WASHINGTON–The Biden administration will take steps to ensure that its sanctions once morest Russia over Ukraine don’t lead to a jump in energy prices–and will act to lower prices if they do, a senior State Department official said Tuesday.

The U.S. sanctions stop short of measures that might curtail oil and gas exports out of Russia, the official said, as the U.S. seeks to dent the Russian economy while avoiding collateral damage to the U.S.

“The sanctions that are being imposed today and that might be imposed in the near future are not targeting and will not target oil flows and natural gas flows,” the official told reporters.

“Doing anything that affects … or halts energy transactions would have a great impact on the United States, American citizens and our allies. So our intention here is to impose the hardest sanctions we can while trying to safeguard the American public and the rest of the world from those measures,” the official said.

Oil prices have been rising as demand rebounds from pandemic lows, and the threat of disruptions in international energy markets are exacerbating that trend. Benchmark Brent crude rose 1.5% to settle at $96.84 a barrel Tuesday.

U.S. officials are also working closely with other countries to ensure more supply gets on the market if prices do rise, the official added.

That might include releasing government-owned oil from the Strategic Petroleum Reserve, as the Biden administration did last year.
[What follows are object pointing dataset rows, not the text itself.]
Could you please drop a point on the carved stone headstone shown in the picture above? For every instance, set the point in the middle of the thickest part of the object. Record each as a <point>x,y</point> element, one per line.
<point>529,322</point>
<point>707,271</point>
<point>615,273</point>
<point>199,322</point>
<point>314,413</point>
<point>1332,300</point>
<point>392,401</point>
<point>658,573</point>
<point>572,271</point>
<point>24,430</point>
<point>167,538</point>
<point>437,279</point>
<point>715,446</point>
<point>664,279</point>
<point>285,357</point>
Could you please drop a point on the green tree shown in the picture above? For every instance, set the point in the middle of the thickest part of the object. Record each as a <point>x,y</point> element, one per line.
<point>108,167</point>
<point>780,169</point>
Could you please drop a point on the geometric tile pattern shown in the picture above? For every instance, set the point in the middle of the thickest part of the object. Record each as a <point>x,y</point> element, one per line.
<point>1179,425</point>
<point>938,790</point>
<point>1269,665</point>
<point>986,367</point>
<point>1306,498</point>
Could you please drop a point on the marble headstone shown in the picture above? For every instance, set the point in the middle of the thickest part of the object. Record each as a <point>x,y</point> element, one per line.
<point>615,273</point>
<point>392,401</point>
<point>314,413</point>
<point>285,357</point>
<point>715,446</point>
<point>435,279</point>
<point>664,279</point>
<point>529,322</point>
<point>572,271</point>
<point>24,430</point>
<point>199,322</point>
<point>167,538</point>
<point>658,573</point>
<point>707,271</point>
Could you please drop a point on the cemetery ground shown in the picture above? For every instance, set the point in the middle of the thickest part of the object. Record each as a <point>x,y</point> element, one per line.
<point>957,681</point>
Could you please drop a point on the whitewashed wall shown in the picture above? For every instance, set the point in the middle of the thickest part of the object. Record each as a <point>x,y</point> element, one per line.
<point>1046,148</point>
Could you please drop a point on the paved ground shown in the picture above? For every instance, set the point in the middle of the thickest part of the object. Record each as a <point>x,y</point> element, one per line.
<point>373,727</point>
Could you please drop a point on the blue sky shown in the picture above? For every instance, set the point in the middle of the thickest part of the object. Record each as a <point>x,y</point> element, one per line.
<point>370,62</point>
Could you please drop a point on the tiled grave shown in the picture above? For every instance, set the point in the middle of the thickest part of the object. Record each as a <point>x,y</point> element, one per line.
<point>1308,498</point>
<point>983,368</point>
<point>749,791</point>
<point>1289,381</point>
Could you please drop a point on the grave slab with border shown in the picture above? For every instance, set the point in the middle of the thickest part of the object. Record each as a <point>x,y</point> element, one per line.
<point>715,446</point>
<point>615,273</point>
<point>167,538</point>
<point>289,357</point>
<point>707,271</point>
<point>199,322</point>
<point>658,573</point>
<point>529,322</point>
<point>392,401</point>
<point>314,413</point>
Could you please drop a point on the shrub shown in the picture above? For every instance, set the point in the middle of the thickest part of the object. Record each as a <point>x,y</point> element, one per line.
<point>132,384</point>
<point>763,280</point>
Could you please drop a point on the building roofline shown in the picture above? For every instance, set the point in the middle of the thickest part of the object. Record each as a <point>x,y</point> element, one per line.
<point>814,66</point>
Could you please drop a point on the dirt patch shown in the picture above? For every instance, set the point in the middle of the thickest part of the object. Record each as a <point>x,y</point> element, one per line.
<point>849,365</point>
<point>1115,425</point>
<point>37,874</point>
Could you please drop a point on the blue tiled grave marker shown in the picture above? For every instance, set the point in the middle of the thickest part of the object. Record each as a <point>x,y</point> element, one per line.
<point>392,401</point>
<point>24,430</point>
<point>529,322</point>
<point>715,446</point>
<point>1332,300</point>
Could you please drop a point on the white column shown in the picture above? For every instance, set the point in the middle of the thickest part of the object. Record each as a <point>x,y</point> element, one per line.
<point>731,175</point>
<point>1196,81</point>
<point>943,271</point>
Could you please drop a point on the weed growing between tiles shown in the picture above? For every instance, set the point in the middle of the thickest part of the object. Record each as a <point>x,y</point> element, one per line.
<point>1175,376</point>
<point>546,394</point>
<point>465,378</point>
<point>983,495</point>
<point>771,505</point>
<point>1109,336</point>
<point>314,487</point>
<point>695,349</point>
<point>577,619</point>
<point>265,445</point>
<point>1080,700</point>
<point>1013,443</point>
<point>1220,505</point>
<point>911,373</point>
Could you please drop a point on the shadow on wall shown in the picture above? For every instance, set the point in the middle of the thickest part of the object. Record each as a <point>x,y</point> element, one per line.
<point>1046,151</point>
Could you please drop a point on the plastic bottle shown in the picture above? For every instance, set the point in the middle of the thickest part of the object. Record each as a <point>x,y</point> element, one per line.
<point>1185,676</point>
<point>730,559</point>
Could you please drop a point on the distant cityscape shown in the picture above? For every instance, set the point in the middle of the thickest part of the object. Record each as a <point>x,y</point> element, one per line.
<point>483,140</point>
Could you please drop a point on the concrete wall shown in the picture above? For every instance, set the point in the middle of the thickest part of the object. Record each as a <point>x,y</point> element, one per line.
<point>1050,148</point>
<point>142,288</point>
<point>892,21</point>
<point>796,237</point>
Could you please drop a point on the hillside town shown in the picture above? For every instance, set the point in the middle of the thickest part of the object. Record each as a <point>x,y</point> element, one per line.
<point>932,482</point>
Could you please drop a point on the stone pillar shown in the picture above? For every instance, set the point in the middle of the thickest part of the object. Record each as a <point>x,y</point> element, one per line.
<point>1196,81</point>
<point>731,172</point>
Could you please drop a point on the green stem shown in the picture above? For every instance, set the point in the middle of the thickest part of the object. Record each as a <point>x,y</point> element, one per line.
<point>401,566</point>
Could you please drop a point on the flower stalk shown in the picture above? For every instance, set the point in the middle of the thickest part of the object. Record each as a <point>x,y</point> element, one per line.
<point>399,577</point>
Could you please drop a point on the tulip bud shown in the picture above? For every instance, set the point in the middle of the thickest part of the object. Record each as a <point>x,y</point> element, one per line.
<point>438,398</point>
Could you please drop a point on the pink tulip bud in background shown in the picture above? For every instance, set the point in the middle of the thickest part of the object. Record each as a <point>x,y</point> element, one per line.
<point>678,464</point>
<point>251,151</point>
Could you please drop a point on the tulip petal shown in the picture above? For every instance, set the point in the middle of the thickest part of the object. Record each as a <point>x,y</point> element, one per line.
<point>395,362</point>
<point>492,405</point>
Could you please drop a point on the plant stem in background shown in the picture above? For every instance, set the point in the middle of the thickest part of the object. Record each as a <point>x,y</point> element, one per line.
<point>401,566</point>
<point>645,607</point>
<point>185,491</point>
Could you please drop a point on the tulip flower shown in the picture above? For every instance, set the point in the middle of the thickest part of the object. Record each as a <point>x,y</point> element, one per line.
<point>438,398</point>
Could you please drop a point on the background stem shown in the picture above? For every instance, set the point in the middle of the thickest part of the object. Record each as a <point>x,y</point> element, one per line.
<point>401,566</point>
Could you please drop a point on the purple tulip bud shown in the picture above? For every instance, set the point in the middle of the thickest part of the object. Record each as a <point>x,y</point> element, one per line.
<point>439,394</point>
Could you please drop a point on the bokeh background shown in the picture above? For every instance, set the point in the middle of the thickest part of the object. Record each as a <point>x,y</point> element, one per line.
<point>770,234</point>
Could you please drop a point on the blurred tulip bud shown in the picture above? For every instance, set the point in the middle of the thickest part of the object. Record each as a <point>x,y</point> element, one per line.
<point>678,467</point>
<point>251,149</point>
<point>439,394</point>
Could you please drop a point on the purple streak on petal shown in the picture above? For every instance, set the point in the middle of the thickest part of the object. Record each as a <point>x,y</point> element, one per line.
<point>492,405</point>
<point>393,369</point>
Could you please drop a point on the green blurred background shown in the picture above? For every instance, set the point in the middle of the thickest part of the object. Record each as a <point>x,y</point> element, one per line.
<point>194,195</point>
But that won’t happen as long as prices stay stable, the official said.

U.S. officials have been talking with countries from around the world, including in the Middle East and Asia, which have been reluctant to join the U.S. in other recent reserve releases.

Saudi Arabia and other OPEC countries have told U.S. officials in recent meetings that they understand the need to keep markets stable considering the ongoing international crisis, and the severity of the situation in Ukraine is likely to make major consuming countries in Asia, like China, more likely to follow through on working with the U.S. on reserve releases than they have been on releases the U.S. have pushed for in recent months, the official said.